Science:Math Exam Resources/Courses/MATH152/April 2013/Question A 05

As calculated in A04, we take ${\displaystyle \displaystyle q=1,p=0}$,

${\displaystyle M={\begin{pmatrix}1&7&3\\0&0&5\\1&7&8\end{pmatrix}}}$.

Since ${\displaystyle \displaystyle M}$ has rank 2, the columns in ${\displaystyle \displaystyle M}$ must be linear dependent. We see that the second column is 7 times the first column. Hence, the second column is redundant.

The first and the third column of ${\displaystyle \displaystyle M}$ are linearly independent since the third one has a 5 as second entry, where the first one has a 0. Therefore, there is no possible scalar such that columns 1 and 3 are multiples.

${\displaystyle \displaystyle Mx=b}$ is only solvable, if ${\displaystyle \displaystyle b}$ is a linear combination of the columns of ${\displaystyle \displaystyle M}$.
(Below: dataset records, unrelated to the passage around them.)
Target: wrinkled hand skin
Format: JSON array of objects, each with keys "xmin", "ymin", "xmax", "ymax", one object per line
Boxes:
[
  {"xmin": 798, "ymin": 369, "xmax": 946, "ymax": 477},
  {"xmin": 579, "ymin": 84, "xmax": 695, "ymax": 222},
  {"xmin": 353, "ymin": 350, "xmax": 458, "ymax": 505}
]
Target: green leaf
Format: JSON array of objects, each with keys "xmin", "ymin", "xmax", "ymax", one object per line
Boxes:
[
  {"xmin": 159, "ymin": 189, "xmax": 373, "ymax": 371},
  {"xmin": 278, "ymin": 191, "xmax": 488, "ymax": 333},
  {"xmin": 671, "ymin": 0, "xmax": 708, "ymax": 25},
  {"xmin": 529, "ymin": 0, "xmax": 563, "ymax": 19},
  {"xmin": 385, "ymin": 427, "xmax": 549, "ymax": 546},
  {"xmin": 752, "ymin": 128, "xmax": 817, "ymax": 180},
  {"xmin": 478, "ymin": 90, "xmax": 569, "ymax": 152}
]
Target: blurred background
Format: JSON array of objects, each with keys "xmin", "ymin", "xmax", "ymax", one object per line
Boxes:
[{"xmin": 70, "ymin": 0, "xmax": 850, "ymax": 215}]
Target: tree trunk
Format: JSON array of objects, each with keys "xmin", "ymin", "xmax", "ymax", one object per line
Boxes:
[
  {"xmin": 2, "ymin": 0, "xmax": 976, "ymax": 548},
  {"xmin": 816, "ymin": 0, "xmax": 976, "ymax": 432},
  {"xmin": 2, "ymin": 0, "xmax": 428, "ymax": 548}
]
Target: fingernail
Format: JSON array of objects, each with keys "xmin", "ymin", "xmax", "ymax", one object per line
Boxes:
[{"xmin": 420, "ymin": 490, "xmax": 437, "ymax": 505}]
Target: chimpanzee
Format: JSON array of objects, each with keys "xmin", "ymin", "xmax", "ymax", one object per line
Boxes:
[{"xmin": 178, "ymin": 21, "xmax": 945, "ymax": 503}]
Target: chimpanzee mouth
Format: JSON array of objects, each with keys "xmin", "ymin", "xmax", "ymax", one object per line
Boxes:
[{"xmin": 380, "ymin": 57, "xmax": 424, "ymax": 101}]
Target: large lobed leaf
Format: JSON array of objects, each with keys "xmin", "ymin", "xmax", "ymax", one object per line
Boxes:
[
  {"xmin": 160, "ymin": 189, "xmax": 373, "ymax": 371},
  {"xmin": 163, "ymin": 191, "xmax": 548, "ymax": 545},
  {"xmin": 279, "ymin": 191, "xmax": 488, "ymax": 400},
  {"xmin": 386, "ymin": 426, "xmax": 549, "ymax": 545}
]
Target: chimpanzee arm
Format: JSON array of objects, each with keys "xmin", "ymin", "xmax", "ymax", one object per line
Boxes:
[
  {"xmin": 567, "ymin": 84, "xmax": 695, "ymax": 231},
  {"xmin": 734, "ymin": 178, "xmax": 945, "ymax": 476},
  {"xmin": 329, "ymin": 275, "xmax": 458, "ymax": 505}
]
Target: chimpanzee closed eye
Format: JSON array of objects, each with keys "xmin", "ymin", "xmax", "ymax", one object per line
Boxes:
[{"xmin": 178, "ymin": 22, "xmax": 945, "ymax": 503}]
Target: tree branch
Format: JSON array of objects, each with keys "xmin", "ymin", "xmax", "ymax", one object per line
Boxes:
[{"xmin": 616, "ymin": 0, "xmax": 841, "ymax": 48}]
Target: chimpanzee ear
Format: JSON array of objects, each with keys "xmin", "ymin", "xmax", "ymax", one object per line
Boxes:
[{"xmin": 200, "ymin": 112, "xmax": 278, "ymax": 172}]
We want to find a vector, which is not a linear combination of the two linear independent columns. Once possible choice is to find a vector which orthogonal (and hence linear independent) to the first and third column by performing the cross product,

${\displaystyle b={\begin{pmatrix}1\\0\\1\end{pmatrix}}\times {\begin{pmatrix}3\\5\\8\end{pmatrix}}={\begin{pmatrix}-5\\-5\\5\end{pmatrix}}}$.

Note that there are several choices that could be made and this method is just a quick and effective way for finding a suitable vector.